December 17, 2014
LMS Acupuncture, P.C. v Eveready Ins. Co. (2014 NY Slip Op 51799(U))
Headnote
Reported in New York Official Reports at LMS Acupuncture, P.C. v Eveready Ins. Co. (2014 NY Slip Op 51799(U))
LMS Acupuncture, P.C. v Eveready Ins. Co. |
2014 NY Slip Op 51799(U) [46 Misc 3d 128(A)] |
Decided on December 17, 2014 |
Appellate Term, Second Department |
Published by New York State Law Reporting Bureau pursuant to Judiciary Law § 431. |
This opinion is uncorrected and will not be published in the printed Official Reports. |
Decided on December 17, 2014
SUPREME COURT, APPELLATE TERM, SECOND DEPARTMENT, 2d, 11th and 13th JUDICIAL DISTRICTS
PRESENT: : PESCE, P.J., ALIOTTA and SOLOMON, JJ.
2012-847 K C
against
Eveready Ins. Co., Respondent.
Appeal from an order of the Civil Court of the City of New York, Kings County (Robin Kelly Sheares, J.), entered December 20, 2011. The order denied plaintiff’s motion for summary judgment and granted defendant’s cross motion for summary judgment dismissing the complaint.

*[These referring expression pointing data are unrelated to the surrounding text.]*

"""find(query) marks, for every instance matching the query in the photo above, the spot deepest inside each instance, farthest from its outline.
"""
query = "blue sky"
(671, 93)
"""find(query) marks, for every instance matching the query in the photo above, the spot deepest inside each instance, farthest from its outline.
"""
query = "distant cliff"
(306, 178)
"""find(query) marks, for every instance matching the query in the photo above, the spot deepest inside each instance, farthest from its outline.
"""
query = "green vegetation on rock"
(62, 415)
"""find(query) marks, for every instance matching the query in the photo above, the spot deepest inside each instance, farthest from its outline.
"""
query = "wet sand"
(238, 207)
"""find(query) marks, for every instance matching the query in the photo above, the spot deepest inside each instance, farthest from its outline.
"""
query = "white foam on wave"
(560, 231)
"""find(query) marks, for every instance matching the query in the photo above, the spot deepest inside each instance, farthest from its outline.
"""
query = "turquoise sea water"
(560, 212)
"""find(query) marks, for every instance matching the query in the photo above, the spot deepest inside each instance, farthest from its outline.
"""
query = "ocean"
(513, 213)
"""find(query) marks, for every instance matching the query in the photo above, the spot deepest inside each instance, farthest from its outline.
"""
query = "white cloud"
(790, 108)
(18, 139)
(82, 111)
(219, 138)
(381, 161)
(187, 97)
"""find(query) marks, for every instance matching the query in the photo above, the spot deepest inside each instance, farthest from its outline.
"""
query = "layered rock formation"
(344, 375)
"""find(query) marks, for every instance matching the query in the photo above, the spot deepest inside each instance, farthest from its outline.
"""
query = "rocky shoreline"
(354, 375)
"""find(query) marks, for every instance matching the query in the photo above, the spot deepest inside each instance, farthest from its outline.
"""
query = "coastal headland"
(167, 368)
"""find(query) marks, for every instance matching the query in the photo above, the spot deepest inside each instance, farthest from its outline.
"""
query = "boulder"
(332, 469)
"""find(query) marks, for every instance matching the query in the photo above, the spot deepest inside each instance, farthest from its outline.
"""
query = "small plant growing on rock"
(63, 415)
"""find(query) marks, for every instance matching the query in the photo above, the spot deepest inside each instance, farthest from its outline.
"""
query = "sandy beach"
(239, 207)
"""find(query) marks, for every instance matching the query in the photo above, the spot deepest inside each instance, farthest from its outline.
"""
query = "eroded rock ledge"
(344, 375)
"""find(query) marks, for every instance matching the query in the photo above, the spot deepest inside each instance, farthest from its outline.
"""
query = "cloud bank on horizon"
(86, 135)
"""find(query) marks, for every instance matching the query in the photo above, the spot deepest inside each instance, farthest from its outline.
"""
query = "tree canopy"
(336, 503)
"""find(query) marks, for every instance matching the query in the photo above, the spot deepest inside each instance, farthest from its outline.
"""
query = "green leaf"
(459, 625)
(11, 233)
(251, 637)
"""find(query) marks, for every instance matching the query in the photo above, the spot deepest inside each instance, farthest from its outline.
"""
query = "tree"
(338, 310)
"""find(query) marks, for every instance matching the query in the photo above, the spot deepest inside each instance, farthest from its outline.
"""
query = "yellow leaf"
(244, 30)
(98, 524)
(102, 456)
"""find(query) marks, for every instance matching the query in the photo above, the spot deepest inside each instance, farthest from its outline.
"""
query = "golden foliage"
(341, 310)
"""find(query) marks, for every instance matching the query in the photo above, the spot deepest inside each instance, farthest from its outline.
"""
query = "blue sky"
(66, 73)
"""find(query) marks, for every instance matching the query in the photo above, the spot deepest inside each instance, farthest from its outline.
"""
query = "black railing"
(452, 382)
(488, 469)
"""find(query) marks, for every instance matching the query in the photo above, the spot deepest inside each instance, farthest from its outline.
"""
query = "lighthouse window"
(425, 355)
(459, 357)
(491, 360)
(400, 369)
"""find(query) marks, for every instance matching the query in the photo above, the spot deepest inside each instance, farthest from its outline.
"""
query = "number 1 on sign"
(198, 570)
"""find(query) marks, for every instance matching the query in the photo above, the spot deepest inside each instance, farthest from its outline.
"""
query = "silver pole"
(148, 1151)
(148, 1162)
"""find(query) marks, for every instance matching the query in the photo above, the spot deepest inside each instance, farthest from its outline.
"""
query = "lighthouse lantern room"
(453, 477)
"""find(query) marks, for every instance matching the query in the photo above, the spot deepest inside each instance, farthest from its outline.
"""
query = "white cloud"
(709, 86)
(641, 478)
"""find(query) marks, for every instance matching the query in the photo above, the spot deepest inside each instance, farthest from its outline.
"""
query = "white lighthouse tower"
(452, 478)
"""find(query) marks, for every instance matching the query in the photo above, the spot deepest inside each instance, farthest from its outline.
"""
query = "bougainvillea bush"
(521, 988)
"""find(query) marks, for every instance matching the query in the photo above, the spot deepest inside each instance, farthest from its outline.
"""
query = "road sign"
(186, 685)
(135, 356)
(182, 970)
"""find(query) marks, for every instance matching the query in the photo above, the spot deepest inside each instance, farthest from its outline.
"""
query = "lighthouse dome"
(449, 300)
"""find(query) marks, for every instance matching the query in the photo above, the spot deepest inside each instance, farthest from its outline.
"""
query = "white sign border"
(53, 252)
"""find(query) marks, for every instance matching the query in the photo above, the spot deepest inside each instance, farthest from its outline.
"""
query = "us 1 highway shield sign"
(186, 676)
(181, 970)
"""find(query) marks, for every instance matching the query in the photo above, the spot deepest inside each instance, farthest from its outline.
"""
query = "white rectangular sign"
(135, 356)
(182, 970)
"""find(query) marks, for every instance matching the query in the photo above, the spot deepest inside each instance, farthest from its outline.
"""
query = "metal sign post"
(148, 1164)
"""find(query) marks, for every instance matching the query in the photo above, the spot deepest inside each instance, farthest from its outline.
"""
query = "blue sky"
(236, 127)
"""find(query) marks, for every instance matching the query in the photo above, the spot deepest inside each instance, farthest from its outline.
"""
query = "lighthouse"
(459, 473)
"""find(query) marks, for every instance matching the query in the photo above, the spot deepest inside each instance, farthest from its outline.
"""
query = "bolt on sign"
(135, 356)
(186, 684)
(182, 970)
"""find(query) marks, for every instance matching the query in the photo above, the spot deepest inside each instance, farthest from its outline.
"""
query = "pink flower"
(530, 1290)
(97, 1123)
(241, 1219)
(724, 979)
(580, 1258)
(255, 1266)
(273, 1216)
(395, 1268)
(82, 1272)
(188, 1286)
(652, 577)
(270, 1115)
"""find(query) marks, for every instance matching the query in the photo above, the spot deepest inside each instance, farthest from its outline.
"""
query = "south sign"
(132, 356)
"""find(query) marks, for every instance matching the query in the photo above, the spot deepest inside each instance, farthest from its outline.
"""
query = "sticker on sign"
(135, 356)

ORDERED that the order is modified by providing that the branch of defendant’s cross motion seeking summary judgment dismissing so much of the complaint as sought to recover upon a claim which had been denied based on a lack of medical necessity is denied; as so modified, the order is affirmed, without costs.
In this action by a provider to recover assigned first-party no-fault benefits, plaintiff appeals from an order of the Civil Court which denied plaintiff’s motion for summary judgment and granted defendant’s cross motion for summary judgment dismissing the complaint.
Contrary to plaintiff’s contentions on appeal regarding the claims which had been denied based upon the workers’ compensation fee schedule, defendant adequately demonstrated that it had fully paid plaintiff for those services in accordance with the workers’ compensation fee schedule for acupuncture services performed by chiropractors (see Great Wall Acupuncture, P.C. v Geico Ins. Co., 26 Misc 3d 23 [App Term, 2d, 11th & 13th Jud Dists 2009]), and plaintiff failed to raise a triable issue of fact in response.
With respect to the remaining claim, which had been denied based upon a lack of medical necessity, we find that there is a triable issue of fact as to the medical necessity of the services rendered (see Zuckerman v City of New York, 49 NY2d 557 [1980]), and that therefore defendant was not entitled to summary judgment dismissing this claim.
Accordingly, the order is modified by providing that the branch of defendant’s cross motion seeking summary judgment dismissing so much of the complaint as sought to recover upon the claim which had been denied based on a lack of medical necessity is denied.
Pesce, P.J., Aliotta and Solomon, JJ., concur.